Besides, patients can influence the SID in different ways, one of which is patients' inappropriate requests form physicians, which can be considered a serious ethical concern. In this type of ethical concern, the patient asks the physician to provide unnecessary treatments, which is particularly the case of patients with health insurance coverage. Sorensen et al. indicate that an ethical concern is the excessive use of health care due to insurance coverage (
34). Also, Broomberg et al. note that health insurance coverage leads to increased unnecessary demand for health services. Occasionally, patients refer to physicians without any specific reason, which can pave the way for SID. On the other hand, patients expect physicians to prescribe more drugs in their prescriptions than they actually need. This finding is in line with Mahboobi’s study. Mahboobi et al. showed that, according to physicians’ comments, patients themselves ask for the type and quantity of drugs in their prescriptions (
13). Bikerdyke et al. indicate that the increasing expectations of patients lead to a rise in the use of health services (
11).
Patients’ unawareness and excessive trust in their physicians can cause them to meticulously follow the physicians' orders even though the recommended services are unnecessary. Hence, sometimes the patient receives services that may not be sufficiently useful for his disease. Bickerdyke et al. indicate that when decision-making is delegated to physicians by their patients, it may cause SID (
11). On the other hand, SID may give rise to inappropriate resource allocation and, eventually, causes these resources to be consumed for patients who do not actually need them rather than genuinely ill people. The SID can also disrupt the efficient allocation of national resources even if patients themselves pay for the services. Fabbri et al. in 2001 indicated that SID influenced the competitive allocation of services and resources (
37).
Another cause of SID is modernized needs. Today, health needs have undergone many changes compared to the past because of changes in disease patterns, patients' lifestyles, and technology. Fabbri et al. and Lien et al. showed that the epidemiologic changes, development of needs, demographic changes, and a variety of tastes have contributed to SID (
29,
37).
9.1. Conclusions
The results of this study elucidated numerous factors related to the MoHME, universities of Medical Sciences, service providers, and patients to affect the rise of SID in the Iran health system. In this article, it was tried to map all factors affecting SID to provide insight into the current condition of healthcare in Iran. Because of the review was limited to studies published in English and Persian, the results should be used cautiously in terms of generalizability to other countries. One of the strengths of this study was its comprehensiveness and systematic approach to searching medical databases.
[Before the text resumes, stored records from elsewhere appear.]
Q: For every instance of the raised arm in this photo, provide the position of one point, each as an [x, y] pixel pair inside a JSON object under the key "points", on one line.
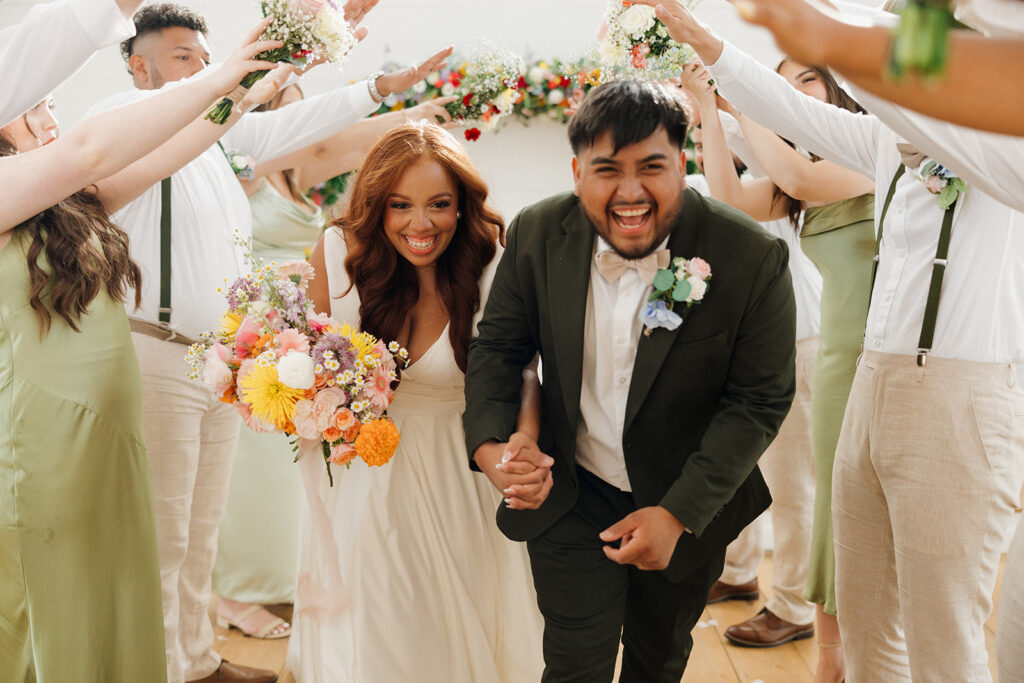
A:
{"points": [[108, 142], [753, 198], [836, 134], [345, 151], [816, 182], [51, 43], [198, 136], [980, 88], [266, 135]]}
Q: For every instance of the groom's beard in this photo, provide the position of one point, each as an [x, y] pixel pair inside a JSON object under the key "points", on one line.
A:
{"points": [[663, 222]]}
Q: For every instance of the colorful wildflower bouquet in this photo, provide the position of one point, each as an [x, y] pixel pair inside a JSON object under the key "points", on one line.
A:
{"points": [[286, 368], [487, 88], [309, 30], [637, 43]]}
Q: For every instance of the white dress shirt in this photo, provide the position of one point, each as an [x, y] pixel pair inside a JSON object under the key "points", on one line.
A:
{"points": [[208, 204], [51, 43], [607, 368], [806, 279], [981, 312]]}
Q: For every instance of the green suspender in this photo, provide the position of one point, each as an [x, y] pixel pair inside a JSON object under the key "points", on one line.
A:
{"points": [[165, 253], [938, 269]]}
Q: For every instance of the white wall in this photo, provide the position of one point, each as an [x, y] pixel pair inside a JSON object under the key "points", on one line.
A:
{"points": [[521, 164]]}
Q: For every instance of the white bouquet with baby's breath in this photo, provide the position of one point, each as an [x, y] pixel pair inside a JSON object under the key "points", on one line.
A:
{"points": [[488, 88], [310, 30], [634, 42]]}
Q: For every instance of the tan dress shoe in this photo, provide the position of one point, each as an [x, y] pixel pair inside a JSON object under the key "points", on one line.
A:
{"points": [[236, 673], [721, 592], [767, 630]]}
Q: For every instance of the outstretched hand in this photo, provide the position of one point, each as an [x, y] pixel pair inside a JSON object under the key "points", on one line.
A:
{"points": [[800, 27], [685, 28], [518, 469], [647, 538], [695, 79], [404, 79], [241, 62]]}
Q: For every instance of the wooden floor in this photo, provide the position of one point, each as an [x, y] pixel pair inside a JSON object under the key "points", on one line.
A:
{"points": [[713, 660]]}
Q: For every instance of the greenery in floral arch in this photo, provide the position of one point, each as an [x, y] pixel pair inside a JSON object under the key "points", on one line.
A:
{"points": [[550, 89]]}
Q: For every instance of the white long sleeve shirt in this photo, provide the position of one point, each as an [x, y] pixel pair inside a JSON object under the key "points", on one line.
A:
{"points": [[981, 312], [607, 368], [208, 204], [51, 43]]}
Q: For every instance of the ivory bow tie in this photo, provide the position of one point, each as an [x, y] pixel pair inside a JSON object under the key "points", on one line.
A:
{"points": [[909, 155], [611, 265]]}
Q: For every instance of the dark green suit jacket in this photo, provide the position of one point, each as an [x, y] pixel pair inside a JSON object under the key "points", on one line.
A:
{"points": [[705, 400]]}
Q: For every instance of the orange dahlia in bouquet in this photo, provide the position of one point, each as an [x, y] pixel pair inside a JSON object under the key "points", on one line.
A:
{"points": [[289, 369]]}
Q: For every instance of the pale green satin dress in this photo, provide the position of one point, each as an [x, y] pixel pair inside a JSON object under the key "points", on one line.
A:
{"points": [[80, 594], [258, 550], [839, 239]]}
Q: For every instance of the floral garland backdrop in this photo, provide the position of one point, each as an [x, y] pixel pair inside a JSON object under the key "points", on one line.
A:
{"points": [[550, 89]]}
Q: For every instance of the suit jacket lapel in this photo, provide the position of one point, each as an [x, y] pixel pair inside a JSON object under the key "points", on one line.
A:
{"points": [[686, 241], [568, 282]]}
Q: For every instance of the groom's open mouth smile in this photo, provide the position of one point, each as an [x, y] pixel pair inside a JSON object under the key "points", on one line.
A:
{"points": [[632, 219]]}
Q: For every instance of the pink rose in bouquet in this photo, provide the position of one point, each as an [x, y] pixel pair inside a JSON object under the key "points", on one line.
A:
{"points": [[697, 267]]}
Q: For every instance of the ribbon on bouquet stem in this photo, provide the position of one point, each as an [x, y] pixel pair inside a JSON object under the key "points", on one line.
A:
{"points": [[321, 591]]}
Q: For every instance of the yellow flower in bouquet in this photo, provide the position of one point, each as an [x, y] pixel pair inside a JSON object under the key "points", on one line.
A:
{"points": [[271, 399], [228, 326], [363, 342], [377, 441]]}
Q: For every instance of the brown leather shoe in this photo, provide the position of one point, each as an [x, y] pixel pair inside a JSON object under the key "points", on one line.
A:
{"points": [[767, 630], [236, 673], [721, 592]]}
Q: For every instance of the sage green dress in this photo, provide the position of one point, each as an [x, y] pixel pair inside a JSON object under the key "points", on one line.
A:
{"points": [[839, 239], [258, 550], [79, 579]]}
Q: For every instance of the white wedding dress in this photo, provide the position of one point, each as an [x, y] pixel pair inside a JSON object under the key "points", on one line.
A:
{"points": [[434, 591]]}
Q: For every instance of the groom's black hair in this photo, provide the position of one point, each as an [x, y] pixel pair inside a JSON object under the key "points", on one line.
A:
{"points": [[632, 111], [157, 17]]}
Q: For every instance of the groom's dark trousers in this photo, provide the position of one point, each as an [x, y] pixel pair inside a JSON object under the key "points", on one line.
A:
{"points": [[705, 400]]}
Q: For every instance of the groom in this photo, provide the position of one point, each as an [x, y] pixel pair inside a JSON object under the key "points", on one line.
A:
{"points": [[653, 438]]}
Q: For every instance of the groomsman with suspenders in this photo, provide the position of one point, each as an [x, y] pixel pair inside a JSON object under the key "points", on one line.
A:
{"points": [[930, 462]]}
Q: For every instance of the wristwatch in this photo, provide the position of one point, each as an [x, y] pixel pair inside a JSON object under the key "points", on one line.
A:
{"points": [[372, 86]]}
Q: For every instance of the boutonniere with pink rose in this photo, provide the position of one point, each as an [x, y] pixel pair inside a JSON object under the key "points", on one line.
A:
{"points": [[686, 284], [940, 180]]}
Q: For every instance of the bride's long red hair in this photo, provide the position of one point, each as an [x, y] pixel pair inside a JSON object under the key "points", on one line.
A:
{"points": [[386, 282]]}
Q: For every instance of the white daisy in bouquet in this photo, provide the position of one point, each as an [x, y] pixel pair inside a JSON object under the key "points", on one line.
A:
{"points": [[310, 30], [286, 368], [489, 88], [635, 42]]}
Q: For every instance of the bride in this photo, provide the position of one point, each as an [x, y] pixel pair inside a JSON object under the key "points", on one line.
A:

The SID can cause unpleasant challenges for the health system, leading to reduced efficiency, inappropriate allocation of resources, and disrupted positioning of treatment and medicine. On the other hand, insurance companies have to suffer increased unnecessary expenses because of SID, eventually leading to their debt and liability. The patient also suffers the complications of SID, which can lead to social, economic, and other challenges. These factors should be addressed with targeted strategies to improve the health system. Therefore, health managers and policymakers need to design appropriate strategies such as adopting an evidence-based approach to purchasing services by the insurer and approval of standards, rules, and clinical guidance to reduce such SID.